Five things investors learned about the Royal Mail

11th October 2013

Royal Mail shares are up 38% on the conditional market closing at 455p and had hit 459.75p at one stage. The list price is 330p. Currently 690,000 people who received £750 are sitting on a substantial profit. But many cannot sell until shares are fully listed on Tuesday, though those who bought through a broker can. Still more who applied by paper application at the  Post Office cannot sell until much later in the month. A long wait while everyone else gets to buy and sell.

2) There were some 48m buyers for 1.2m sellers explaining the price pressure as the the Telegraph reports. The usually efficient Hargreaves Lansdown’s systems buckled under the pressure and it apologised swiftly. It may be a long weekend down in Bristol. Other brokers including T.D. Waterhouse made much of the fact their systems coped.

3) The Guardian devotes substantial coverage to political attacks mostly from the Labour Party and the left that the firm was priced too cheaply.

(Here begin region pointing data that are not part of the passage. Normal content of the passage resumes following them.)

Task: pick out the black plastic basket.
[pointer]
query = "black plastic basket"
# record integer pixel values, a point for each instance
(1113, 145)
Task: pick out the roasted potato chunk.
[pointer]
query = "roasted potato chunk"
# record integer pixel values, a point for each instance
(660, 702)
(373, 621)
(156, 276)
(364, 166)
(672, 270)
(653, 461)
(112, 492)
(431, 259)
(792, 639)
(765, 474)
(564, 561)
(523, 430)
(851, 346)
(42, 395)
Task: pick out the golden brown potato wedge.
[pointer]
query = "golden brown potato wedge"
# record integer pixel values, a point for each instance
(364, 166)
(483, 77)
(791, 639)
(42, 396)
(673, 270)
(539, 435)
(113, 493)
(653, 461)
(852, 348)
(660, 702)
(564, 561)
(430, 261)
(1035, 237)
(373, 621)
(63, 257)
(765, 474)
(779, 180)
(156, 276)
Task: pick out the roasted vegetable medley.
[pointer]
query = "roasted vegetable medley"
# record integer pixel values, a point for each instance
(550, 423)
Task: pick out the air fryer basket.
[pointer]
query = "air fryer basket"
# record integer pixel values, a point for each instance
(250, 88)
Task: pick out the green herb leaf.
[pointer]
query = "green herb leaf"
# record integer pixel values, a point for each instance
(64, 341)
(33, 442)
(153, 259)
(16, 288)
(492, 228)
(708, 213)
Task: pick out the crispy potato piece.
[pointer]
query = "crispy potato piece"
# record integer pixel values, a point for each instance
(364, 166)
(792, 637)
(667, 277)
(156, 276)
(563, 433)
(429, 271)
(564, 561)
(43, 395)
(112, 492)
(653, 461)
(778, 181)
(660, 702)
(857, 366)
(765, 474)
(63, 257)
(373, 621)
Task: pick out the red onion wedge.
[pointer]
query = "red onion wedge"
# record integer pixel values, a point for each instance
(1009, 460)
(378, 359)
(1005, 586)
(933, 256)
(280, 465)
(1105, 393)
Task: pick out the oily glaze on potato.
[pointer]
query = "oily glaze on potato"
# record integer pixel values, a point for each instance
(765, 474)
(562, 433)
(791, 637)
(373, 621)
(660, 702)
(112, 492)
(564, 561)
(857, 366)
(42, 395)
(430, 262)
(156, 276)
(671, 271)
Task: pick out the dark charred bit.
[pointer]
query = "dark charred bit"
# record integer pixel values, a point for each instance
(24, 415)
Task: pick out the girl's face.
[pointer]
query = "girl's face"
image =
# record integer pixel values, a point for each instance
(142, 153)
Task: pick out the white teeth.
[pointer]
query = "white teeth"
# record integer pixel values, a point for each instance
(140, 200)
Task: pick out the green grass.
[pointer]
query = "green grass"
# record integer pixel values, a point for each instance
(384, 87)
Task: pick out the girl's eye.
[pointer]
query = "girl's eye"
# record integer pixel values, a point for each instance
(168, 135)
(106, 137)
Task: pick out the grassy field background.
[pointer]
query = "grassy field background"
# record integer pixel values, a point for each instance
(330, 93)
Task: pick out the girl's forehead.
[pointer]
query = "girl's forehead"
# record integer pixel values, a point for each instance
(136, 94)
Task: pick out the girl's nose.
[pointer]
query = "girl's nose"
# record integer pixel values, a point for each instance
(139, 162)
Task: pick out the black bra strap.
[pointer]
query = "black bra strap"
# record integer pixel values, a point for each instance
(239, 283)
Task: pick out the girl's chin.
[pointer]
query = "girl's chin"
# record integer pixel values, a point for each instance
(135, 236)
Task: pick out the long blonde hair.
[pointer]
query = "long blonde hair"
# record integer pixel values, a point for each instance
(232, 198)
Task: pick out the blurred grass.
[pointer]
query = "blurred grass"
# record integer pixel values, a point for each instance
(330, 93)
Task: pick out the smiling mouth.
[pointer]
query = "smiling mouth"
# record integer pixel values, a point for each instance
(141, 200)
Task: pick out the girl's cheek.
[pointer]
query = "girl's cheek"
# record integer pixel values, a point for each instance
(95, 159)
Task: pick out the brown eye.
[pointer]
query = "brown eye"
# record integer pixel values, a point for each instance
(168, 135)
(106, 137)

At the current valuation, admittedly based on the more constricted conditional market, the Government might have got £600m more to put towards the deficit. The TUC general secretary Frances O’Grady has suggested the Government has been doing the equivalent of selling fivers for £4 quid. City sources say the sale might not have gotten away if priced substantially higher and say critics do not understand the book building process.

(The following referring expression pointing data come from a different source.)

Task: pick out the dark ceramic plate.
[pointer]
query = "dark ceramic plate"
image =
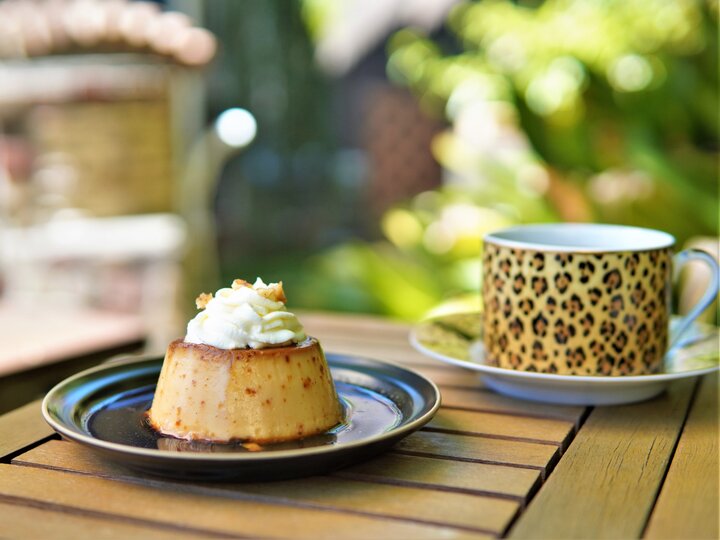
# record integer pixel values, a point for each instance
(104, 408)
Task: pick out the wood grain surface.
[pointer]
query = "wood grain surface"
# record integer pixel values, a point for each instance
(606, 484)
(688, 506)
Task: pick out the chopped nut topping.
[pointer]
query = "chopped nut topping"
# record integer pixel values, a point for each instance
(275, 293)
(202, 300)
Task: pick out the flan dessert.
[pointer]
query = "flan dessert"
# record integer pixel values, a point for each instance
(245, 371)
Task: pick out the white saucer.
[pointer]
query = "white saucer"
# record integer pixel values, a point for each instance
(455, 339)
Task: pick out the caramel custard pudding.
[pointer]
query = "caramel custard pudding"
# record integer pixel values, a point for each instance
(245, 371)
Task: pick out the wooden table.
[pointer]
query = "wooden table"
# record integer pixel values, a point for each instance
(486, 466)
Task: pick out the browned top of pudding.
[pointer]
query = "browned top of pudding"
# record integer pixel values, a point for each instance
(210, 353)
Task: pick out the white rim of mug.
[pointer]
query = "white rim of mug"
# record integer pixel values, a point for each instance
(496, 238)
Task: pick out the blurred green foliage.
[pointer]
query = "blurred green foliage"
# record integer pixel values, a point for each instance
(578, 110)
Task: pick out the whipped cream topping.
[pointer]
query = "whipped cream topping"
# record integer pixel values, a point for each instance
(245, 316)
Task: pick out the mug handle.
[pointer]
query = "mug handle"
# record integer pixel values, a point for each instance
(680, 260)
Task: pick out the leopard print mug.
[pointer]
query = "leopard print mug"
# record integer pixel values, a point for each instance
(582, 299)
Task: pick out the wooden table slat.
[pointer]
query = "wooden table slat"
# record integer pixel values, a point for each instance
(332, 493)
(688, 506)
(501, 425)
(22, 427)
(447, 474)
(478, 448)
(608, 478)
(50, 523)
(485, 400)
(180, 505)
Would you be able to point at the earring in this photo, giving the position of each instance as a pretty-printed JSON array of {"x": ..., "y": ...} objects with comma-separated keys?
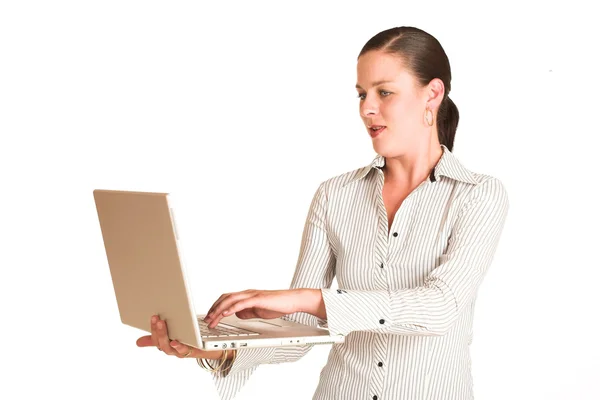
[{"x": 427, "y": 112}]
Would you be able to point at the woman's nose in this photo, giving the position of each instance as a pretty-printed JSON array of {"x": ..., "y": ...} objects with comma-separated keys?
[{"x": 368, "y": 108}]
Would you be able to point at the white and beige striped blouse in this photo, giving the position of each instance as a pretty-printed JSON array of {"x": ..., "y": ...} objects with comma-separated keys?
[{"x": 406, "y": 297}]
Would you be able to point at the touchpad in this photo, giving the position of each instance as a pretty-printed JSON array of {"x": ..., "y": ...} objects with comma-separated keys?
[{"x": 261, "y": 325}]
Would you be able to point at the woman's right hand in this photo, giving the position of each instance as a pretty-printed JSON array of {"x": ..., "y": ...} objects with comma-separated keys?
[{"x": 160, "y": 339}]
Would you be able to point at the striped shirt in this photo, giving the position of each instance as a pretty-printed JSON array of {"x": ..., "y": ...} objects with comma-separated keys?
[{"x": 406, "y": 295}]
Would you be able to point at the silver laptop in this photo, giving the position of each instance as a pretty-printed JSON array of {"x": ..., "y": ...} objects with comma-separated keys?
[{"x": 140, "y": 239}]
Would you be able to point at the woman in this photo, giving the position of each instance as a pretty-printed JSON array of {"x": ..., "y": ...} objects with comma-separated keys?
[{"x": 409, "y": 237}]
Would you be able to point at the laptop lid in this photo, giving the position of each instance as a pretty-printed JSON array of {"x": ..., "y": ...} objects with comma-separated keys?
[{"x": 140, "y": 240}]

4) The Economist unsurprisingly gives a lot of reasons why the firm is better out of Government hands but surprisingly has reservations about the public listing. Private firms, it says, tend to invest more, and are better able to take on bolshie unions.

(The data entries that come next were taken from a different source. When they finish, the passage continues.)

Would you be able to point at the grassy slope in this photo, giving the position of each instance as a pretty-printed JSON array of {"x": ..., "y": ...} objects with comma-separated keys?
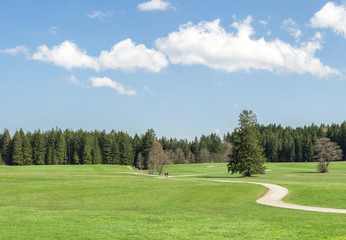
[{"x": 95, "y": 202}]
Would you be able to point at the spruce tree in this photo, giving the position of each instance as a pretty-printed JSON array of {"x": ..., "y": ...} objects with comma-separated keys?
[
  {"x": 247, "y": 155},
  {"x": 147, "y": 143},
  {"x": 96, "y": 152},
  {"x": 6, "y": 147},
  {"x": 17, "y": 150},
  {"x": 26, "y": 147},
  {"x": 60, "y": 148},
  {"x": 39, "y": 151},
  {"x": 87, "y": 156}
]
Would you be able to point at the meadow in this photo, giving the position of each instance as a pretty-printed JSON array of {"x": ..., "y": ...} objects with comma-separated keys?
[{"x": 106, "y": 202}]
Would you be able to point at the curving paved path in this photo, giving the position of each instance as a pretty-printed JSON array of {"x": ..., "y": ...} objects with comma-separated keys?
[{"x": 273, "y": 197}]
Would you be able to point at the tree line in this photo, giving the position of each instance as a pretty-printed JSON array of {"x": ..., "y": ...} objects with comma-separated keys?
[
  {"x": 98, "y": 147},
  {"x": 280, "y": 144},
  {"x": 297, "y": 145}
]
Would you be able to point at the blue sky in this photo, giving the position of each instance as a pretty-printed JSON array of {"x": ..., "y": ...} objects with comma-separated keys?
[{"x": 183, "y": 68}]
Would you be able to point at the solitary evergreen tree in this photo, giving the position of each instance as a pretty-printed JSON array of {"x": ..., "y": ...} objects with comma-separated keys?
[
  {"x": 325, "y": 152},
  {"x": 38, "y": 148},
  {"x": 17, "y": 149},
  {"x": 26, "y": 147},
  {"x": 6, "y": 147},
  {"x": 247, "y": 157},
  {"x": 148, "y": 140}
]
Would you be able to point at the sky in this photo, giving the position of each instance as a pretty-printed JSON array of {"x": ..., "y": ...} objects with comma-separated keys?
[{"x": 183, "y": 68}]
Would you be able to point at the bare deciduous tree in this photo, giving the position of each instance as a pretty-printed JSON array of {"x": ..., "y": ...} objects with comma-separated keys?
[{"x": 325, "y": 152}]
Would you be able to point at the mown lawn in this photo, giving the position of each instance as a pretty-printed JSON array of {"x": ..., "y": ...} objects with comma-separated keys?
[{"x": 99, "y": 202}]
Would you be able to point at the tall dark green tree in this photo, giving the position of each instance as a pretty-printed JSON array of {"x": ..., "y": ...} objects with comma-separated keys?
[
  {"x": 6, "y": 147},
  {"x": 147, "y": 143},
  {"x": 39, "y": 151},
  {"x": 247, "y": 155},
  {"x": 26, "y": 148},
  {"x": 60, "y": 147},
  {"x": 17, "y": 149}
]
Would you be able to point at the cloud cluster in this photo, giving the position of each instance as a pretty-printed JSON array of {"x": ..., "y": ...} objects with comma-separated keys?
[
  {"x": 292, "y": 27},
  {"x": 107, "y": 82},
  {"x": 124, "y": 55},
  {"x": 331, "y": 16},
  {"x": 155, "y": 5},
  {"x": 207, "y": 43},
  {"x": 15, "y": 51},
  {"x": 99, "y": 15}
]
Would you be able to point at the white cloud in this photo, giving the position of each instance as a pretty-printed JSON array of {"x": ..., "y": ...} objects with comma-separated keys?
[
  {"x": 148, "y": 90},
  {"x": 15, "y": 51},
  {"x": 154, "y": 5},
  {"x": 292, "y": 28},
  {"x": 75, "y": 81},
  {"x": 107, "y": 82},
  {"x": 124, "y": 55},
  {"x": 207, "y": 43},
  {"x": 99, "y": 15},
  {"x": 66, "y": 55},
  {"x": 263, "y": 22},
  {"x": 128, "y": 56},
  {"x": 53, "y": 30},
  {"x": 331, "y": 16}
]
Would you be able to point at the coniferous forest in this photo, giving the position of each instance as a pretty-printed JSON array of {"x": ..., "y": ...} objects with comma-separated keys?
[{"x": 281, "y": 144}]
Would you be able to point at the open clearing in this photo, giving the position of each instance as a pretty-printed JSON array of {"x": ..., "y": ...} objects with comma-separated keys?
[{"x": 99, "y": 202}]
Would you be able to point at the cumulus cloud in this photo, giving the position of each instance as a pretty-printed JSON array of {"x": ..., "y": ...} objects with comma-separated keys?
[
  {"x": 292, "y": 28},
  {"x": 53, "y": 30},
  {"x": 155, "y": 5},
  {"x": 99, "y": 15},
  {"x": 66, "y": 55},
  {"x": 331, "y": 16},
  {"x": 75, "y": 81},
  {"x": 124, "y": 55},
  {"x": 15, "y": 51},
  {"x": 207, "y": 43},
  {"x": 148, "y": 90},
  {"x": 107, "y": 82},
  {"x": 128, "y": 56}
]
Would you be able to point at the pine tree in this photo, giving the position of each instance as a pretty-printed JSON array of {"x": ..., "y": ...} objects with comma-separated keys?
[
  {"x": 38, "y": 148},
  {"x": 247, "y": 157},
  {"x": 76, "y": 159},
  {"x": 148, "y": 140},
  {"x": 87, "y": 156},
  {"x": 60, "y": 147},
  {"x": 26, "y": 147},
  {"x": 125, "y": 149},
  {"x": 6, "y": 147},
  {"x": 96, "y": 152},
  {"x": 17, "y": 149}
]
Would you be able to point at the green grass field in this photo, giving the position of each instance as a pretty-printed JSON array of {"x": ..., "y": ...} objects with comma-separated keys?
[{"x": 98, "y": 202}]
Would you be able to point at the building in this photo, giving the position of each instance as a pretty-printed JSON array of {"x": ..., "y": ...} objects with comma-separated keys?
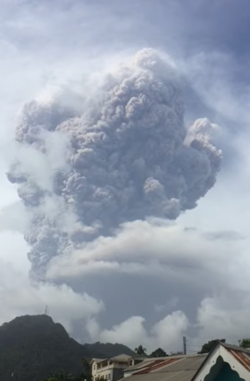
[
  {"x": 224, "y": 363},
  {"x": 111, "y": 369}
]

5) Sell or hold? We are in no position to give concrete advice. But assuming you can trade from Tuesday one choice is between taking profits perhaps of a few hundred – as many institutions may also do – compared with considering the long term prospects of the stock and an annual dividend of around £45.

And the verdict – take your pick – a poorly executed sale that denied small and many seasoned private investors a decent stake; a national asset sold on the cheap; a bubble of oversubscribed expectations; a smooth transfer to the private sector with widespread staff and public ownership helping Britain get back into the investing habit; or just another listed stock to compare with all the rest but not a bad income stock for the medium term. Maybe it’s a bit too early to tell, but that £10,000 cut off seems rather bit harsh.